Nis Fortress was built in the period 1719-1723 on the right bank of the Nisava River, over the remains of ancient and medieval fortifications, after such decree was issued by the Sultan on 19th February 1719, and the project made by the main architects Mehmed and Mustafa Aga. Like other artillery fortifications, the fortress has a polygonal foundation and four major gates (labeled the gates of Istanbul, Belgrade, Jagodina and Vidin) and eight bastion terraces. With its ramparts totaling 2100m in length, 3m wide and 8m high, covering the area of 22 hectares, the Fortress was the strongest Turkish fortification in borderline areas of the empire. Today’s remnants of the rampart and the gates, along with still unexplored internal parts coming from the previous periods, represent a major cultural monument. For this reason, in 1948, Nis Fortress was protected by the law, and in 1979 it was proclaimed highly valued part of cultural heritage.
Just by the road to Constantinople, today in the city itself, there lies the Skull Tower – a unique monument from Serbian liberation wars.
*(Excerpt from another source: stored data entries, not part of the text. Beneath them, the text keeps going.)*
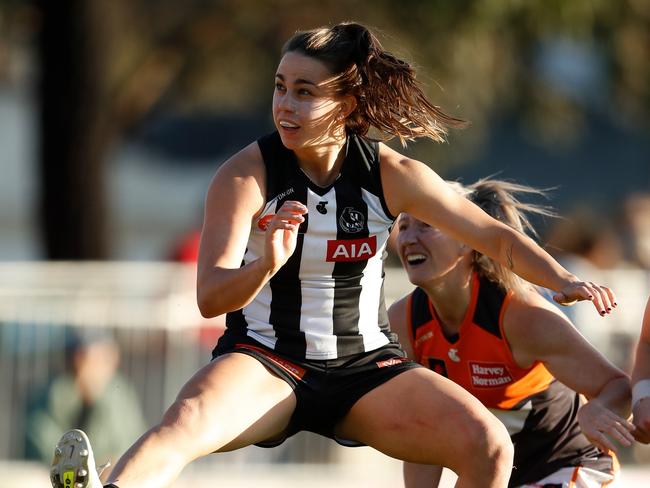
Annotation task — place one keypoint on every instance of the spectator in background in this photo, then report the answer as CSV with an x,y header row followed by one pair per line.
x,y
86,395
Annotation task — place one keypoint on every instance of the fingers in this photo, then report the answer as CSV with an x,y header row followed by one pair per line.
x,y
601,296
641,435
601,441
602,427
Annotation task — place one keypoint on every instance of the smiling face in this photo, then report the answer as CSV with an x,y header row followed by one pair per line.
x,y
304,111
428,254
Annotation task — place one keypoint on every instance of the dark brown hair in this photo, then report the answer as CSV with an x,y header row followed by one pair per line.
x,y
499,200
388,96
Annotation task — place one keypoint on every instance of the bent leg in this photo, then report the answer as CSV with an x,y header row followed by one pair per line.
x,y
232,402
422,417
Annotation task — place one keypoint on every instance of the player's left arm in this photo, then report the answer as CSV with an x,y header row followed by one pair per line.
x,y
537,331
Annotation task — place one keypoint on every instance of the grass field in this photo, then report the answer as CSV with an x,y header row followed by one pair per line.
x,y
357,468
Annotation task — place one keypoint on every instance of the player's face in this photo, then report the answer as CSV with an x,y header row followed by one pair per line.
x,y
428,254
304,111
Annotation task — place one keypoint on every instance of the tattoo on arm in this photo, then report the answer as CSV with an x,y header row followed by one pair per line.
x,y
511,263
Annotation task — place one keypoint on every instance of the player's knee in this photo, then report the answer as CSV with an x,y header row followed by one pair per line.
x,y
489,442
184,415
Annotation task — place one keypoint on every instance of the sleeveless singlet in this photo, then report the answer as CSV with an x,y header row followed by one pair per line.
x,y
327,301
539,412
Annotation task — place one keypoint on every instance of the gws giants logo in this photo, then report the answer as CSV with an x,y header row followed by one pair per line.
x,y
351,220
351,249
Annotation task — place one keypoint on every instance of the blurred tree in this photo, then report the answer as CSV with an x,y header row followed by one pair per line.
x,y
75,128
109,64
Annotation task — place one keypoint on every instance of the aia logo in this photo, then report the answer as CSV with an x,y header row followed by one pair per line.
x,y
321,207
351,220
351,249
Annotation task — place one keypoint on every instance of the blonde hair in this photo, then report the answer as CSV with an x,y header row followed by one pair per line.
x,y
388,96
499,199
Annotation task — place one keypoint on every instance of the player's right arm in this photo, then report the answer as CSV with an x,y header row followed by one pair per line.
x,y
234,199
421,475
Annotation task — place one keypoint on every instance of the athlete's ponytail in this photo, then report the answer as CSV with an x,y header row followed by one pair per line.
x,y
499,200
388,96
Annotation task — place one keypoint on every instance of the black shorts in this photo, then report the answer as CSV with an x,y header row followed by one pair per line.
x,y
325,389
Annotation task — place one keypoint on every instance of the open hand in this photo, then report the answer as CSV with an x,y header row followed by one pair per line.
x,y
600,425
602,297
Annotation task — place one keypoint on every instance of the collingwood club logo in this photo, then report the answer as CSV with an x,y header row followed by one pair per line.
x,y
453,355
351,220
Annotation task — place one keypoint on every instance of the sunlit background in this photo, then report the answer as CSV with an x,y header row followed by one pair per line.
x,y
114,115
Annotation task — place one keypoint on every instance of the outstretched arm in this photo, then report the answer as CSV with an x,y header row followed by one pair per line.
x,y
537,331
410,186
641,382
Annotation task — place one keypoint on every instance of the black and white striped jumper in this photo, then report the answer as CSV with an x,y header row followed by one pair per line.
x,y
327,301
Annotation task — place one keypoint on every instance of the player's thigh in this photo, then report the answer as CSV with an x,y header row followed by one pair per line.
x,y
419,416
233,399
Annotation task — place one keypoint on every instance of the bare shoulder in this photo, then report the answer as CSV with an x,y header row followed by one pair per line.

In his desire to intimidate Christians and prevent any further rebellious attempts, Hursid Pasha, then the Turkish commander in Nis, and later the Grand Vizier of the Ottoman Empire, issued an order for this tower to be built. The skulls of 952 Serbian fighters from the battle of Cegar, of 31st May 1809, were built in. there are no written Turkish sources on the construction of the tower and the number of skulls. The Europe and the world got to know more about it from the words of travel book writers passing through Nis in 19th century.